Mapping Keats’s Progress: A Critical Chronology

Mapping Keats’s Progress
A Critical Chronology

Hyperion: A Fragment. BOOK I

  • Deep in the shady sadness of a vale
  • Far sunken from the healthy breath of morn,
  • Far from the fiery noon, and eve’s one star,
  • Sat gray-hair’d Saturn, quiet as a stone,
  • Still as the silence round about his lair;
  • Forest on forest hung above his head
  • Like cloud on cloud. No stir of air was there,
  • Not so much life as on a summer’s day
  • Robs not one light seed from the feather’d grass,
  • But where the dead leaf fell, there did it rest.
  • A stream went voiceless by, still deadened more
  • By reason of his fallen divinity
  • Spreading a shade the Naiad ’mid her reeds
  • Press’d her cold finger closer to her lips.

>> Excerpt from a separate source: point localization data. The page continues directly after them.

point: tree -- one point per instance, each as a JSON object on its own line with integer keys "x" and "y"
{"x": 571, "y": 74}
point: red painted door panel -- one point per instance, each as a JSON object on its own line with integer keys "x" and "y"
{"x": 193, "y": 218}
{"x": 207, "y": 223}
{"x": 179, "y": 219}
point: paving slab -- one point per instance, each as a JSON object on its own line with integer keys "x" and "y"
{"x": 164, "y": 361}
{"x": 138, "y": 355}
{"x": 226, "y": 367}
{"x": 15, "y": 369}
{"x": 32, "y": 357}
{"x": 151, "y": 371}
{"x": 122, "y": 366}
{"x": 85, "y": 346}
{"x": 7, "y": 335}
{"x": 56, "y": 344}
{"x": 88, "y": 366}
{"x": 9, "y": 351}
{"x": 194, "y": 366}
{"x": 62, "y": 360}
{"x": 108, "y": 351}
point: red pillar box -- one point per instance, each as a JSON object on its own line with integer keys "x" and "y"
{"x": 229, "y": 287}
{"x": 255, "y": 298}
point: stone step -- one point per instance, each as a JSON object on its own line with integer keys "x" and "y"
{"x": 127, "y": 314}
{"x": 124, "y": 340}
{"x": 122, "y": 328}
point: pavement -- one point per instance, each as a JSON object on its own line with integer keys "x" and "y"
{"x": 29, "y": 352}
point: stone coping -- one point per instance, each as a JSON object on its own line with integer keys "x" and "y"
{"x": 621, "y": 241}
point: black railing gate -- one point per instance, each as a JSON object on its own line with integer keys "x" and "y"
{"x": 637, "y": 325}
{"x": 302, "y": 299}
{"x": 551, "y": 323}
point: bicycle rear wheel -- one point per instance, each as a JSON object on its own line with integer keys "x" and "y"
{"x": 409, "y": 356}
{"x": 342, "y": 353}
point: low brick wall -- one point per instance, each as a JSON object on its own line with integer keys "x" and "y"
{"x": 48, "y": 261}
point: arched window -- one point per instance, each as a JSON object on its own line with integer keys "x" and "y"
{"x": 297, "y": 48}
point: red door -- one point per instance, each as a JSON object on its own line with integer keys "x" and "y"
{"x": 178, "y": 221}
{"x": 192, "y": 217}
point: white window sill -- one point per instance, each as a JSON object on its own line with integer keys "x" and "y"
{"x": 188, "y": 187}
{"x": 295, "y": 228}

  • Along the margin-sand large foot-marks went,
  • No further than to where his feet had stray’d,
  • And slept there since. Upon the sodden ground
  • His old right hand lay nerveless, listless, dead,
  • Unsceptred; and his realmless eyes were closed;
  • While his bow’d head seem’d list’ning to the Earth,
  • His ancient mother, for some comfort yet.

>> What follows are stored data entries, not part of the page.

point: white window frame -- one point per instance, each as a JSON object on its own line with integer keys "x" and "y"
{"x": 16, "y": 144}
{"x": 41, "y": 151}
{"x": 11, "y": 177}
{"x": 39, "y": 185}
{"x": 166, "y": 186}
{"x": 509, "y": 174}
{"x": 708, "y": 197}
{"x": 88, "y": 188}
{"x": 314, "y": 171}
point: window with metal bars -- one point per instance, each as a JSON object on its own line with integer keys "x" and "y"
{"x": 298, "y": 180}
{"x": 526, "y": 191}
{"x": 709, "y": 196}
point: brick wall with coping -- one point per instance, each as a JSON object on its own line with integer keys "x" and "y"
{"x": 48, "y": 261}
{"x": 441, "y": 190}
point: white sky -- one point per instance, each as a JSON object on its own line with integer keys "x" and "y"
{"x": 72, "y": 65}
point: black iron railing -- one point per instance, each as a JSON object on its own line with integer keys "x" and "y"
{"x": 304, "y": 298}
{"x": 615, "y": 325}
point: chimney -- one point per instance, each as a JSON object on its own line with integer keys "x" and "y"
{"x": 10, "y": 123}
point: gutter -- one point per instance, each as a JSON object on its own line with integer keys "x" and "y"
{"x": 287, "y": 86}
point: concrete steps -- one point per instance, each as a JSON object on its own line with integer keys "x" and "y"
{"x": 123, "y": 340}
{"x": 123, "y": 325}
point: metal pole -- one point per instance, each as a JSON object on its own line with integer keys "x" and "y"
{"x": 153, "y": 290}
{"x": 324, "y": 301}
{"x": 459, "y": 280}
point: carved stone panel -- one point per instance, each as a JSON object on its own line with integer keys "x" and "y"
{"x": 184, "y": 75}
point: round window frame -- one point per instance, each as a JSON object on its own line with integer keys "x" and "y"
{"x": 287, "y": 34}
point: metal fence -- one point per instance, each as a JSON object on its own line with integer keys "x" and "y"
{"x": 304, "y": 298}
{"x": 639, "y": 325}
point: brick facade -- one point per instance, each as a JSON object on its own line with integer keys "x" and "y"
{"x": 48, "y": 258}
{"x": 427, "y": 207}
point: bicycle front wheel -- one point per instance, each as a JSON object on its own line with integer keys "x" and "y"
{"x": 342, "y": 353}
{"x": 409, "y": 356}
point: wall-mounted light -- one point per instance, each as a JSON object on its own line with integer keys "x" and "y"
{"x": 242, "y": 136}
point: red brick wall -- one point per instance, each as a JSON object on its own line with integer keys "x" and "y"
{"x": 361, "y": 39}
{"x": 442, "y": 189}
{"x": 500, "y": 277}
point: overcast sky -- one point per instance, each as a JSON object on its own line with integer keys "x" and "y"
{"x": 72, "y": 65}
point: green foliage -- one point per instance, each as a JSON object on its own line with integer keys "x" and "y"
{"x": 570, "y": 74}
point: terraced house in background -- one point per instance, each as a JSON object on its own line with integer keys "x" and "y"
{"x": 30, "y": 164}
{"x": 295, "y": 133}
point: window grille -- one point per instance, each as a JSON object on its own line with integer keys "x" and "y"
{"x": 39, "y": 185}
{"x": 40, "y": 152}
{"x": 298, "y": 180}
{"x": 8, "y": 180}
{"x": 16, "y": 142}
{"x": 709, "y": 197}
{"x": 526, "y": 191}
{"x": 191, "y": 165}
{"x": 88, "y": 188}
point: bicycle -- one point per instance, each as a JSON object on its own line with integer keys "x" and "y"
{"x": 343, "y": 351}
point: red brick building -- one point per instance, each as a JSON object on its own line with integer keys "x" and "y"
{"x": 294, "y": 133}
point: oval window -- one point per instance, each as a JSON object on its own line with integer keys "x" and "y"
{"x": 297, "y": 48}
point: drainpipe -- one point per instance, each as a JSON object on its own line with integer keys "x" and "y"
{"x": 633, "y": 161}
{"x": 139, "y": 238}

  • It seem’d no force could wake him from his place;
  • But there came one, who with a kindred hand
  • Touch’d his wide shoulders, after bending low
  • With reverence, though to one who knew it not.
  • She was a Goddess of the infant world;
  • By her in stature the tall Amazon
  • Had stood a pigmy’s height she would have ta’en
  • Achilles by the hair and bent his neck;
  • Or with a finger stay’d Ixion’s wheel.
  • Her face was large as that of Memphian sphinx,
  • Pedestal’d haply in a palace court,
  • When sages look’d to Egypt for their lore.
  • But oh! how unlike marble was that face
  • How Beautiful, if sorrow had not made
  • Sorrow more beautiful than beauty’s self.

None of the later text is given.